New technological treatments that can improve mental health
Illustration: Efi Chalikopoulou / FT

From video games to personal avatars, researchers are trying to develop a new generation of digital tools that don't involve taking any drugs or therapy.

Source: The Financial Times
Translation: Telegrafi.com

Irene Jimenez Padilla was constantly suffering from flashbacks from her time as a nurse during the coronavirus pandemic. Then a computer puzzle game changed everything.


Padilla was plagued by memories centered on patients who had died painfully before her eyes at Guy's and St Thomas' hospitals in London. The images kept coming back like a "pesky fly that comes, again and again, buzzing, buzzing, buzzing," she recalls.

She found it impossible to control these disturbing memories until she signed up for an innovative play-based therapy Tetris. After a few weeks – playing the game that involves rotating blocks of different shapes and colors to fit together – the change was dramatic.
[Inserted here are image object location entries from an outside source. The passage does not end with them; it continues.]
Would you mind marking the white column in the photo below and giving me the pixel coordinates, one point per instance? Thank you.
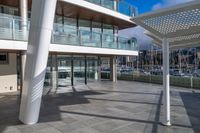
(24, 18)
(54, 73)
(113, 69)
(115, 5)
(166, 82)
(42, 19)
(23, 63)
(99, 68)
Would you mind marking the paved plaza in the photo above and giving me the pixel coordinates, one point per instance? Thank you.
(106, 107)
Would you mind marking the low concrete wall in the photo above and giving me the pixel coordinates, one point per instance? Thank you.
(8, 75)
(187, 82)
She still remembered the events of the time of the coronavirus, but no longer experienced them in the way that caused her deep anxiety.

"It was so effective," she says of the digital calming effect that Tetris offered him. "All those faces, all those noises - they're gone."

method Tetris is part of a new frontier of mental health treatments that use new technologies and which are in their early stages offering promising results and new possibilities.

Motivated in part by the limitations of existing treatments – mostly drugs or psychotherapy – many researchers are trying to develop digital tools for treating mental health.

Miranda Wolpert, director of mental health at the charity Wellcome, says the new generation of techniques promises to be more accessible, scalable and potentially transformative for patients.

"We are now at a tipping point," says Wolpert. "The types of mental health interventions you'll see in five years may look very different from what you see now."

Like other innovative solutions to complex health problems, these technologies are in various stages of acceptance by regulators, clinicians and – most importantly – patients. In many cases, much larger studies will be needed to prove their effectiveness and cost-effectiveness.

But proponents of these new treatments believe there is a huge gap waiting to be filled because the increased global needs for mental health are outstripping the resources of traditional therapeutic approaches. Some illnesses, such as schizophrenia, remain particularly difficult to treat.

The impact of psychotherapy, although often apparent, can be difficult to measure objectively and is usually not monitored over time. Also, it is costly and time-consuming for many patients.

Meanwhile, there has been slow progress in discovering new drugs for mental health problems. When US regulators approved the schizophrenia drug KarXT in September, it was seen as the first truly groundbreaking treatment for the disease in more than 70 years.

Exaggerated attempts to use psychedelic drugs as a mental health treatment have also failed. Earlier this year, US authorities rejected the use of MDMA – the main ingredient in the drug ecstasy – to treat post-traumatic stress disorder (PTSD).

According to the US National Institute of Mental Health, technology has "opened a new frontier in mental health care and data collection". This government institute has awarded more than 400 grants for technology-enabled interventions.

David Crepaz-Keay, from the British charity the Mental Health Foundation, says one reason why researchers are exploring new technologies is because big data and artificial intelligence can play an important role in identifying populations. at risk and in enabling early interventions.

"Advances in technology and innovative thinking are transforming mental health care," says Crepaz-Keay, head of research and applied learning at the foundation. "Combined with apps, wearables and other digital tools, these innovations are expanding access and personalizing care, supporting the maintenance and protection of mental health."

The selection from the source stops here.